De El patito feo al ornitorrinco
Juan Pablo Picazo
En el viejo
cuento titulado El Patito Feo, los buenos
patos viven su feliz sociedad sujeta a la norma. Hay entre ellos como es
natural en cualquier familia, desviaciones de la media que con todo, no
escandalizan y sirven para acentuar lo que necesario para la mayoría, lo
socialmente deseable, como dicen que Dios manda, cómo no.
Y claro, todo va
bien hasta que en su seno se gesta uno cuya apariencia en principio, pero más
tarde también su voz, sus modales y necesidad de mayor espacio, causan temor y
repugnancia crecientes hasta el punto de que los buenos patos, obligados al
mayor bien para el mayor número, optan por la expulsión, o como dicen que
aconsejaba mi General Villa, primero maten
y después viriguan, que para el caso es lo mismo.
Antes de verse
lanzado, ese aparente infractor ha porfiado en hacerse aceptar por su entorno
con lo mejor que posee en su arsenal. No obstante el rechazo se torna necesario
para su maduración y le vemos emprender un viaje iniciático al más puro estilo
de los héroes solares como Gilgamesh de Uruk; Odiseo de Ítaca y el propio Ce
Ácatl Topiltzin Quetzalcóatl. El tal periplo le perfeccionará estirándole el
cuello, fortaleciendo sus alas y embelleciendo sus formas de un modo que muchos
consideran superior a la tosca estética de los patos.
En la tal
historia el agraciado héroe prueba su valor, belleza y superior destino en un
final feliz, que ni duda cabe. Niños, aplaudan que esa victoria parece no tener
vuelta de hoja. No al menos hasta que algún resentido autor, ebrio de
diatribas, tome el pergamino, lo raspe un poco aquí y un poco allá y consiga
una afortunada parodia que lo trastoque todo, como dicen que manda el Diablo.
En eso que nos
han enseñado a llamar la realidad, las cosas pintan un tanto distintas sin
embargo pues no siempre los patos feos consiguen no ya digamos hacerse cisnes, sino
que ni siquiera pueden hacer el viaje iniciático que al final importa más.

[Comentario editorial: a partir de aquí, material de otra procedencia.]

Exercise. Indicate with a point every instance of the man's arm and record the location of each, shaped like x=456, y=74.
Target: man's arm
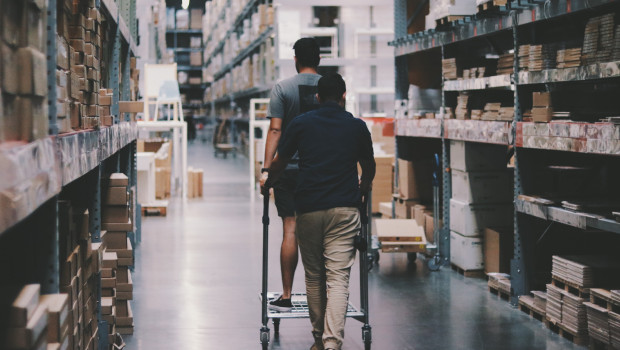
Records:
x=273, y=138
x=366, y=160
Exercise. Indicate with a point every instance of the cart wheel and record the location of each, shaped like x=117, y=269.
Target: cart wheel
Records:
x=367, y=336
x=276, y=326
x=264, y=337
x=434, y=263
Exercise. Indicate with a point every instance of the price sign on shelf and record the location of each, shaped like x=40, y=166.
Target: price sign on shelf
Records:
x=288, y=32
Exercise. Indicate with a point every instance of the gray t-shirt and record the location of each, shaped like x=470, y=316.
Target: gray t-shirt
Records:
x=292, y=97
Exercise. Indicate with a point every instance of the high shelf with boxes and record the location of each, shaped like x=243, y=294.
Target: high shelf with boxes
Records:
x=66, y=68
x=184, y=39
x=249, y=49
x=546, y=107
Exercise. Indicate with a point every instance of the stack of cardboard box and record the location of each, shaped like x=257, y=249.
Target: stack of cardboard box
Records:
x=116, y=278
x=79, y=66
x=481, y=197
x=542, y=110
x=23, y=92
x=78, y=277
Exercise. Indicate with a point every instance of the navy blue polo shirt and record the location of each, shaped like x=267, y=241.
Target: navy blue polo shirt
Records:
x=330, y=142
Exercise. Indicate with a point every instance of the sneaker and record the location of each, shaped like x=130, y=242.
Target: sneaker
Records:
x=281, y=305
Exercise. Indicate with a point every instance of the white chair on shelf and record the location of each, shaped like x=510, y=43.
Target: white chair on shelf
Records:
x=169, y=96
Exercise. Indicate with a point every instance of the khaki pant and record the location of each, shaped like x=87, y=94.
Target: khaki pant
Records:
x=326, y=244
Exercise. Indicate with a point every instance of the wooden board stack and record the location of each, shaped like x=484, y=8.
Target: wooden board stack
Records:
x=476, y=114
x=462, y=112
x=449, y=69
x=569, y=58
x=598, y=42
x=505, y=64
x=616, y=51
x=541, y=57
x=524, y=57
x=506, y=114
x=587, y=271
x=491, y=111
x=23, y=74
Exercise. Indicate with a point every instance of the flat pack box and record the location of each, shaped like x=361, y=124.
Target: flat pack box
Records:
x=498, y=249
x=402, y=207
x=415, y=179
x=195, y=59
x=472, y=219
x=24, y=306
x=471, y=156
x=466, y=252
x=482, y=187
x=115, y=214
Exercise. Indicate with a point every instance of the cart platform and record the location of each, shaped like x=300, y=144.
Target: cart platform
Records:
x=300, y=307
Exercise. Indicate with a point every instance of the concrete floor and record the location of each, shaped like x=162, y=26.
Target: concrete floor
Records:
x=198, y=276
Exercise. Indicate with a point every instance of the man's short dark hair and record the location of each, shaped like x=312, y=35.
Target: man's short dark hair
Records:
x=331, y=87
x=307, y=52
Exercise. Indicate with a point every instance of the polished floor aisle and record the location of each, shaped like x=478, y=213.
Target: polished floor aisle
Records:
x=197, y=280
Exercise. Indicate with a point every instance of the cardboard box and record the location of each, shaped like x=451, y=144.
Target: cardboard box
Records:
x=471, y=156
x=471, y=219
x=418, y=214
x=34, y=27
x=116, y=196
x=10, y=70
x=195, y=59
x=118, y=180
x=541, y=99
x=498, y=249
x=482, y=187
x=24, y=306
x=466, y=252
x=57, y=314
x=114, y=226
x=402, y=208
x=122, y=275
x=34, y=117
x=130, y=106
x=110, y=260
x=542, y=114
x=115, y=240
x=415, y=179
x=26, y=337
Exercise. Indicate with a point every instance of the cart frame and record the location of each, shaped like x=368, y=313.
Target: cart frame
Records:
x=298, y=311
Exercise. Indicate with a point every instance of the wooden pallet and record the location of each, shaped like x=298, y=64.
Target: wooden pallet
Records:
x=154, y=211
x=492, y=6
x=602, y=298
x=526, y=304
x=570, y=287
x=596, y=344
x=468, y=273
x=444, y=21
x=558, y=328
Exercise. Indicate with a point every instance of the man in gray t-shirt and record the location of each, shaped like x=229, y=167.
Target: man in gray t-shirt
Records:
x=290, y=98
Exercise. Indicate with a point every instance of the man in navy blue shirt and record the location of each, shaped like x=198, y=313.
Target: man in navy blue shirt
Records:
x=330, y=143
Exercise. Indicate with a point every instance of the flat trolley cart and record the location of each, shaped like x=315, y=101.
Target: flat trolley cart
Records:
x=300, y=304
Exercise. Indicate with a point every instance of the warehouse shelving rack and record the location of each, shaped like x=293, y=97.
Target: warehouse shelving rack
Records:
x=519, y=21
x=41, y=174
x=194, y=91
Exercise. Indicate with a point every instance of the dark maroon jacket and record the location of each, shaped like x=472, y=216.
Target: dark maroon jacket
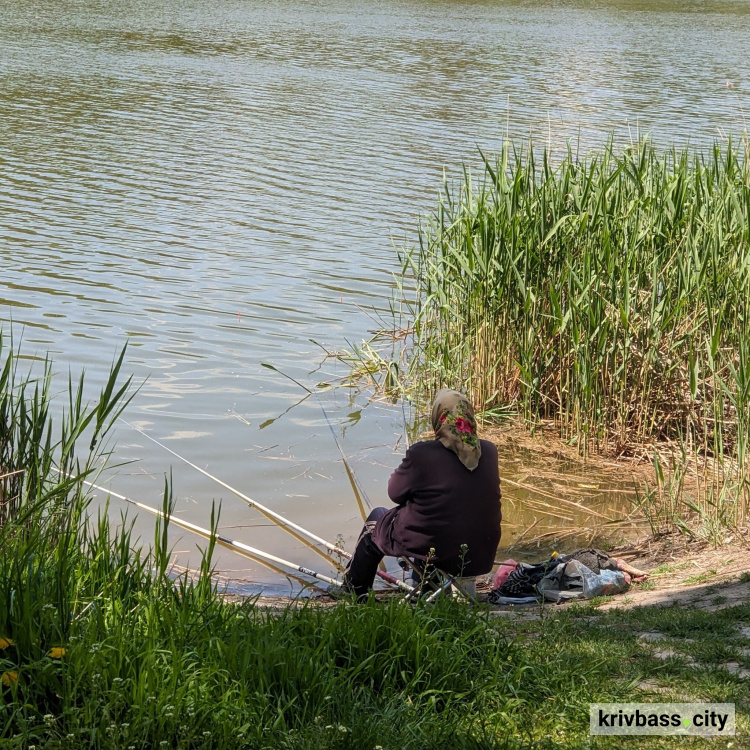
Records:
x=442, y=505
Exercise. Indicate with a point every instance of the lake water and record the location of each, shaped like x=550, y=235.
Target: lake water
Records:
x=219, y=183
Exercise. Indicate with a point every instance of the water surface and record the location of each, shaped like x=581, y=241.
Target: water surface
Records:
x=219, y=183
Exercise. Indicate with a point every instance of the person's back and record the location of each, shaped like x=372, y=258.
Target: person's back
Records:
x=445, y=507
x=447, y=495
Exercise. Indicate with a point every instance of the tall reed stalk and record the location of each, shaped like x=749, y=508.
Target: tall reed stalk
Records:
x=610, y=294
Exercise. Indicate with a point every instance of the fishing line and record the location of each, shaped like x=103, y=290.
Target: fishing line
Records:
x=285, y=523
x=239, y=547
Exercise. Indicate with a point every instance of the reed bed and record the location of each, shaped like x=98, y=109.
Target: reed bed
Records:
x=608, y=294
x=104, y=645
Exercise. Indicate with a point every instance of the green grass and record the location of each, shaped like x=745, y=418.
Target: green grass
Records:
x=104, y=648
x=607, y=293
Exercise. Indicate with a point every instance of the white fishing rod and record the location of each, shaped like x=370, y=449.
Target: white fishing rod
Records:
x=285, y=522
x=239, y=547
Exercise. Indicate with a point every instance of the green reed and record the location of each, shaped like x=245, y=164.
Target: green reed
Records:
x=103, y=646
x=608, y=293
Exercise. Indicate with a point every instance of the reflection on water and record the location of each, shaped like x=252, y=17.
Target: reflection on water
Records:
x=219, y=184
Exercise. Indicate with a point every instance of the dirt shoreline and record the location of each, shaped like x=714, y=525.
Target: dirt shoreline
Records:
x=683, y=570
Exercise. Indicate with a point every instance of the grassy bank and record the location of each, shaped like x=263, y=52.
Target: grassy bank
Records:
x=608, y=294
x=102, y=647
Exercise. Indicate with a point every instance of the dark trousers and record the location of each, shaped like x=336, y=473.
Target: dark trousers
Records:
x=362, y=568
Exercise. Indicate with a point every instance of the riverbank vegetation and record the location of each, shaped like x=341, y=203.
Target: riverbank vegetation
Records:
x=608, y=295
x=103, y=646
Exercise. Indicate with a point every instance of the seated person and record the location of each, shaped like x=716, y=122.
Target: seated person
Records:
x=447, y=495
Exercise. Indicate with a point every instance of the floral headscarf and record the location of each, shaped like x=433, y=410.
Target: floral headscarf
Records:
x=455, y=427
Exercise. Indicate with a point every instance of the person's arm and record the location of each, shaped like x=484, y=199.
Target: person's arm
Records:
x=403, y=481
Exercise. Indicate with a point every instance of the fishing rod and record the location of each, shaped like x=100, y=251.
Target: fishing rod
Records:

Se
les esclaviza y explota o se les convence con pericia de su fealdad y
repugnancia al punto de que llegan a aceptarla como algo ineluctable y se
entregan a su condición de lumpenestéticos
abandonándose al ostracismo como sea.
Pero hay otros
patos que no lo son y que tampoco se tornarán en cisnes; son mamíferos con cara
de palmípedo a los que el escritor mexicano Juan Villoro, en una charla que
tiempo hace sostuvimos a propósito de los despropósitos entre literatura y
periodismo, empata con la crónica, de la que dice: A mí me pareció que la crónica se parece al ornitorrinco porque es un
animal que podría ser cinco animales distintos y en realidad es uno a condición
de no ser ninguno de los otros.
¿Qué tiene esto
que ver con la navidad o con mi tío que vive en Toluca? Nada. Permítaseme tomar
su aserto para un símil distinto. Ciertos cronistas somos ornitorrincos; es
decir, patos endemoniadamente feos a quienes tanto los buenos cisnes literarios
como los expeditos patos reporteriles miran con una culpable mezcla de
desconfianza, envidia y desconsuelo.
Sabiéndose
testigos de la historia diaria, los tales ornitorrincos son rechazados por la canalla periodística contra la que tanto
advertía Karl Krauss; sabiéndose llamados a un destino superior que frisa en
las elocuencias del aedo, son también rechazados por los dueños del parnaso. De
modo que ni pato, ni cisne, el buen ornitorrinco ha de juntar sus lustrosas
palabras y levantar un Helicón privado en tierra de nadie con las reglas a
medias de uno a medias de otro y en la augusta vecindad de otros híbridos casi
anónimos con quienes comparte esos destierros como faunos, sirenas y centauros.
Tal es este
ornitorrinco —rústico homenaje a las jirafas garciamarquianas— un apenas
territorio donde crece toda clase de hierba y trisca un bestiario en el que
todo cabe, así pues, hasta aquí esta
suerte de saludo cuando voy entrando en esta virtual habitación.